Here's the moment HBO knew its Scientology doc 'Going Clear' would be a huge hit
Although the HBO documentary “Going Clear: Scientology and the Prison of Belief” is one of the most-watched docs in the history of the network, the head of HBO Documentary Films, Sheila Nevins, didn’t think a scathing look at the Church of Scientology would draw a lot of viewers when director Alex Gibney initially pitched her the idea.
Before Gibney went to her, Nevins said she had never considered doing a film on the religion. She gave the go-ahead because she had confidence that the Oscar-winning Gibney ("Taxi to the Dark Side," 2007) could pull off a great adaptation of best-selling author Lawrence Wright’s book on the church, “Going Clear: Scientology, Hollywood, and the Prison of Belief.”

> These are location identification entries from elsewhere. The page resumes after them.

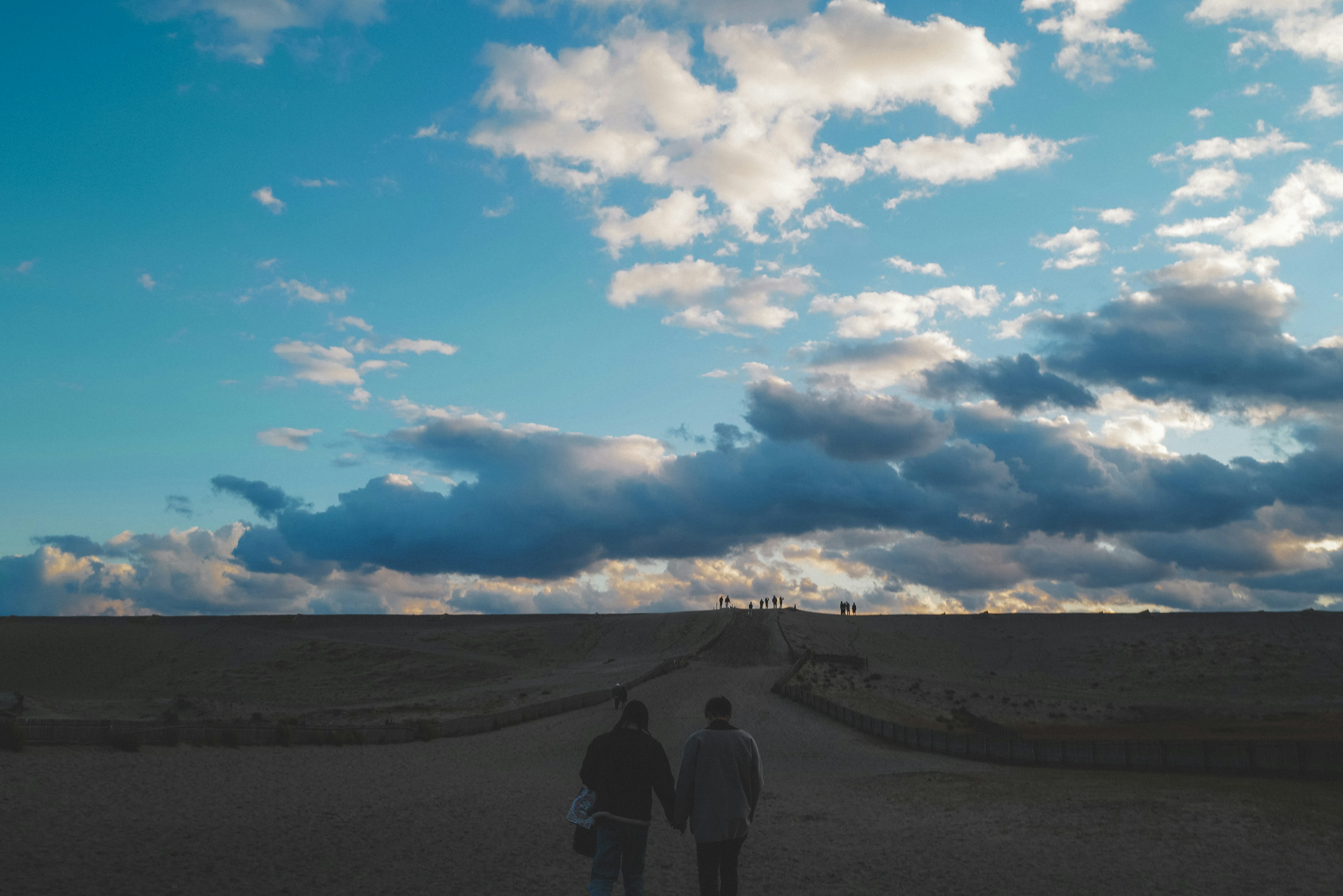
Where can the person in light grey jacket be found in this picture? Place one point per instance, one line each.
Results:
(716, 792)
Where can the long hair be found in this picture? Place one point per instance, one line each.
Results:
(636, 714)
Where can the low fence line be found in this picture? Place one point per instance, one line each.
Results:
(1299, 758)
(51, 733)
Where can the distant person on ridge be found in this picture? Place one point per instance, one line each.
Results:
(718, 792)
(625, 768)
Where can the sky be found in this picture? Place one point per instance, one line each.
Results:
(620, 305)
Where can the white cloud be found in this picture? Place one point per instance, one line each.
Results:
(825, 217)
(1091, 48)
(1141, 425)
(673, 221)
(334, 366)
(633, 108)
(1215, 183)
(286, 437)
(267, 198)
(710, 297)
(1295, 209)
(675, 283)
(418, 347)
(906, 195)
(1271, 142)
(1325, 102)
(1013, 328)
(886, 364)
(966, 301)
(299, 289)
(932, 269)
(1200, 226)
(868, 315)
(1210, 264)
(358, 323)
(249, 30)
(429, 132)
(1079, 246)
(1310, 29)
(942, 161)
(499, 211)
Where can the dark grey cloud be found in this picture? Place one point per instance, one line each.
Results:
(847, 424)
(959, 567)
(1204, 344)
(546, 504)
(1040, 476)
(1016, 383)
(267, 500)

Nevins remembers the exact moment when she realized “Going Clear” was going to be a huge hit. “When I saw my name in a full page ad in The New York Times, I knew,” she said. “Docs don’t get full page ads, and when they do, they do really well.”
Nevins is referring to the ad that Scientology ran in The Times weeks before the film had its world premiere at the Sundance Film Festival in January.
The ad compared “Going Clear” to the now infamous Rolling Stone story on campus rape at the University of Virginia, which turned out to be full of false claims. The headline in the ad read, “Is Alex Gibney’s Upcoming HBO ‘Documentary’ a Rolling Stone/UVA Redux?”
The ad then went on to outline numerous instances in which the church believed “Going Clear” was not factually correct.
It also stated: “Mr. Gibney and HBO documentary chief Sheila Nevins have rejected multiple requests to meet with executives of the Church, including those with individual firsthand information.”
“I thought, ‘They really don’t want us to do it,’” said Nevins. “All the reason more to do it.”
Nevins told The Hollywood Reporter months before the film premiered at Sundance that “probably 160 lawyers” were vetting the film.
Gibney told Business Insider by email that the legal process with HBO was “tough but fair,” and he couldn’t have imagined bringing the project anywhere else other than to HBO.
“They were fearless and supportive,” he wrote. “Sheila and HBO backed me up against the attacks we knew were coming and promoted the hell out of the movie.”
Thinking back on the whole ordeal, Nevins still can’t believe the church was so aggressive in trying to bash “Going Clear.”
“Scientology did their own commercial for us,” she said. “Going Clear” had its premiere airing on HBO in March and became thesecond most-watched documentary on the network in the past decade.